"Si lees la Encyclopaedia de principio a fin, tienes la sensación de que todas las aflicciones conocidas son parte de una única progresión infinita. O de que cada dolencia es una faceta diferente de una misma y terrible enfermedad.”
Escrita por el médico y hematólogo Vikram Paralkar, Las aflicciones (2014) es una novela donde la ficción narrativa se construye a partir de datos apócrifos y, sobre todo, de enfermedades extrañas que atacan al ser humano.
Mediante un narrador sagaz en segunda persona, la historia nos presenta al farmacéutico Máximo en su primer día como bibliotecario de la enigmática Biblioteca Central. Máximo será el encargado de catalogar, cuidar y leer los valiosos volúmenes que alberga el gran salón de lectura y, también, descubrirá la Encyclopaedia, un libro arcano con un catálogo de enfermedades poco comunes llamadas aflicciones.
El carácter enigmático y misterioso ejerce una función importante en el desarrollo de la historia, pues Máximo es un personaje sin voz narrativa dentro de la novela. Lo poco que conocemos de él es gracias a las apreciaciones y comentarios que realiza el narrador, José, guía y autoridad importante dentro de la Biblioteca Central. De esta forma, la novela presenta capítulos breves en los cuales José le explica a Máximo la importancia de su trabajo como bibliotecario, brindándole consejos con una sabiduría apacible y concisa.
El resto de las páginas están atravesadas por fragmentos de la Encyclopaedia, precisamente por las aflicciones.
Al igual que en una enciclopedia de medicina, cada aflicción está acompañada por su nombre científico, sus síntomas y tratamientos. Sin embargo, Paralkar despliega datos históricos, investigaciones previas y citas de autoridad para crear un marco teórico apócrifo que estudia en profundidad las distintas aflicciones. De esta forma, el autor permite la intervención no sólo de las disciplinas científicas, sino también del esoterismo, la alquimia e incluso de la filosofía, logrando una fluidez narrativa notable.
Si bien las aflicciones acentúan sus cualidades únicas en cada apartado, por momentos se perciben ciertas similitudes entre ellas y hay cierto esfuerzo, mínimo, por intentar diferenciar una aflicción de una enfermedad real. Más allá de este aspecto insignificante, el concepto de las aflicciones es totalmente original y sorprendente porque interpela directamente a la condición humana: encontraremos enfermedades que alteran el lenguaje y crean uno nuevo, otras que engendran recuerdos farragosos o inexistentes, aflicciones que convierten a civilizaciones en pueblos fantasmas, algunas deforman los cuerpos o destruyen el alma por completo. En pocas palabras, tienen consecuencias sociales y culturales que generan debates morales, religiosos o nuevas hipótesis científicas.

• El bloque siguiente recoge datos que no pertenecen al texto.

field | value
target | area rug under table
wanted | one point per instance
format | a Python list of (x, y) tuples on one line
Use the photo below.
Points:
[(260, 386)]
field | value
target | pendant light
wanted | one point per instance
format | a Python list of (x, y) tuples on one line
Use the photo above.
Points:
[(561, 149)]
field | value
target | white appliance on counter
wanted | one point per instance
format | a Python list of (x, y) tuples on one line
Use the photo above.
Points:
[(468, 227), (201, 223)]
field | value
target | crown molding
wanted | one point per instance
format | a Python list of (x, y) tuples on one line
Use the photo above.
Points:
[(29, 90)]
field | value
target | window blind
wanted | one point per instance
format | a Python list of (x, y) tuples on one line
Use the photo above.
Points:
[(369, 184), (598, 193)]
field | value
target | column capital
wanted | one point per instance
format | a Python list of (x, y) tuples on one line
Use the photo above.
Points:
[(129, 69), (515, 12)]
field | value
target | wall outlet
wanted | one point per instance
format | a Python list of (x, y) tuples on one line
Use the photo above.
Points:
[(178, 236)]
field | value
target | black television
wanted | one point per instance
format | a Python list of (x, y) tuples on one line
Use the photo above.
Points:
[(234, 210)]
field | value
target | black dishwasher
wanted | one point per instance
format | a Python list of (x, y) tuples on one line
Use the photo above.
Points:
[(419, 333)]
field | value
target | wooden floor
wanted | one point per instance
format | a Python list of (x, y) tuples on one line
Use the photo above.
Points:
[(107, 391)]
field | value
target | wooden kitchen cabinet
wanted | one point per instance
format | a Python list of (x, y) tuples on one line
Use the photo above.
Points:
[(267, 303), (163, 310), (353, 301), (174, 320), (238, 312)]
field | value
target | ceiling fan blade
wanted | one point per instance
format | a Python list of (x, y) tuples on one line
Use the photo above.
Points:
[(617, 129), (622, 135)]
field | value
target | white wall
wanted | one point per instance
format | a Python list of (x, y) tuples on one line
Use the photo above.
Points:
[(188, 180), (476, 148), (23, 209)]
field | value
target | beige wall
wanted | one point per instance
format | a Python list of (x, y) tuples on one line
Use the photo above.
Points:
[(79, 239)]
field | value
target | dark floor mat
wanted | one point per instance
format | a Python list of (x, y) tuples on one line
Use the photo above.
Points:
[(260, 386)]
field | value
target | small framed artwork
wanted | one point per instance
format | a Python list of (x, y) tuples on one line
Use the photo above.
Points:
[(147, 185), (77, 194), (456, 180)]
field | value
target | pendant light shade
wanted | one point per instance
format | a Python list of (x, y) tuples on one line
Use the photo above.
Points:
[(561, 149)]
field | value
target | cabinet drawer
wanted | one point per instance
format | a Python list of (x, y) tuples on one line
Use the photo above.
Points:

Podemos ver a estas aflicciones como un reflejo de nuestra caótica existencia, o una forma de problematizar nuestras dolencias cotidianas, las cuales no difieren mucho en cuanto al dolor y la angustia que provocan.
Se respira un aire borgeano en la narrativa de Las aflicciones, un aire que evoca a cuentos como El milagro secreto y La biblioteca de Babel. La ficción dentro de la ficción es un concepto que Vilkram Paralkar utiliza de manera cuidadosa y envolvente: la Encyclopaedia, por ejemplo, es un libro que encarna el misterio y la sabiduría. Es una parte del conocimiento humano recopilada por miles de años de estudio. Por otra parte, la Biblioteca Central, como bien explica el narrador, tiene una estructura laberíntica, difícil de comprender incluso para los propios bibliotecarios. Máximo, el personaje sin voz, tiene un desafío complejo por delante, pero, si está a la altura, será premiado con un conocimiento arcano y único, que no debe caer en manos de todos. Totalmente borgeano.
Suele decirse que un narrador en segunda persona se comunica con el lector. Quizás podemos imaginar que nosotros, como lectores, encarnamos a Máximo, un personaje sin voz que tiene el privilegio de leer el contenido de un libro milenario, la responsabilidad de cuidar ese conocimiento por el resto de su vida y el deber de transmitirlo a una persona especial. Pensemos un momento en nuestras bibliotecas, o en nuestra memoria lectora: ¿Acaso no son parte de nuestro legado más importante? Al igual que Máximo, nosotros también somos guardianes de un tesoro invaluable.
"Sería tan agradable seguir con esto después de la muerte, leer y entender, y pensar, más que nada pensar. El único temor que tengo sobre el más allá es que todas las conexiones entre las cosas, la gente y las historias terrenales, que me he pasado la vida tratando de resolver, parezcan simples y obvias una vez que esté allí. Que toda pregunta ya tenga respuesta. Que no quede nada por aprender. Eso, para mí, no sería el paraíso.”